L'Europe est aujourd'hui divisée en deux, entre les pays du Nord et ceux du Sud, en grande difficulté. La convergence de leurs économies étant difficilement réalisable, va-t-il falloir abolir la monnaie unique ?
Dans une interview accordée à Business Insider (lisible en cliquant ici), Bernd Lucke, économiste allemand et professeur à l'Université de Hambourg, estime que l'euro divise actuellement l'Union européenne en deux entre d'un côté les pays du Sud en difficulté et une Europe du Nord ou centrale en meilleure forme. Dans ce contexte, sacrifier l'euro est-il, paradoxalement, le meilleur moyen de sauver l'Europe et le projet européen ?

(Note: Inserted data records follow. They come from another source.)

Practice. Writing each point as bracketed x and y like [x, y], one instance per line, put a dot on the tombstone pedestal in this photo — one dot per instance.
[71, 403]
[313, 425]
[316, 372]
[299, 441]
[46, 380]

Paul Goldschmidt : La question doit être renversée : il est essentiel de sauver l’Union Européenne pour sauver l’Euro ! En effet, ce n’est pas la « monnaie unique » qui est malade, comme le démontre le taux de change vis-à-vis du dollar américain qui, en dépit de larges fluctuations, demeure environ à 7% au-dessus de son taux d’origine de 1 euro pour 1,17 dollar. De plus, du point de vue « monétaire », c’est l’union économique et monétaire (UEM), qu’il s’agit de sauver : sa survie, en tant que « coopération renforcée » prépondérante au sein de l’UE, conditionne à son tour la pérennité de celle-ci.

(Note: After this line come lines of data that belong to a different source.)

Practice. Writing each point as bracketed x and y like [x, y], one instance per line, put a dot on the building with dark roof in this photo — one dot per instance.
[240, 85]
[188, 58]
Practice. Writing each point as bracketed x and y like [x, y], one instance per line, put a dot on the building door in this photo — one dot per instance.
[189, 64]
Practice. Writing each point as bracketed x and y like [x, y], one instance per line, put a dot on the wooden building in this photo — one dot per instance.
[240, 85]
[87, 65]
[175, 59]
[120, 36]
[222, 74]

Ce sauvetage de l’UEM ne peut se réaliser que par une « fédéralisation ». Cela implique un budget, des ressources propres et une capacité d’emprunt autonome des « Etats membres fédérés » au sein de l’UEM. Seule une telle structure permet la conjugaison d’une discipline commune impérative et d’une solidarité nécessaire, similaire à celle qui prévaut à présent au « niveau national » en assurant les transferts internes indispensables et qui assure la cohésion de pays tels que l’Italie où la France, etc. A défaut, l’UEM ne pourra survivre ce qui entrainera l’implosion de la monnaie unique et l’effondrement de l’Union Européenne.
Jacques Sapir : Le pire ennemi de l’Europe aujourd’hui est l’Euro lui-même. L’Allemagne a imposé des solutions pour les pays connaissant de graves difficultés où ceux-ci doivent financer eux-mêmes les plans de sauvetage. On dit que cette politique est celle de Madame Merkel, ce qui est exact. Elle a saisi l’occasion de la crise chypriote pour préciser cette nouvelle doctrine. Olli Rehn, le commissaire européen aux affaires économiques et monétaires, a d’ailleurs confirmé le samedi 6 mars que les grands déposants des banques européennes pourraient souffrir si une banque venait à faire faillite. En fait, il faudrait, pour que la zone Euro fonctionne, que l’on transfère vers les 4 pays du Sud un minimum de 260 milliards par an, plus environ 90 milliards pour les autres pays et pour assurer l’équilibre des balances commerciales. On aboutit à 350 milliards de transferts annuels, dont l’Allemagne devrait couvrir environ 200, voire 250 milliards, soit de 8% à 10% de son PIB.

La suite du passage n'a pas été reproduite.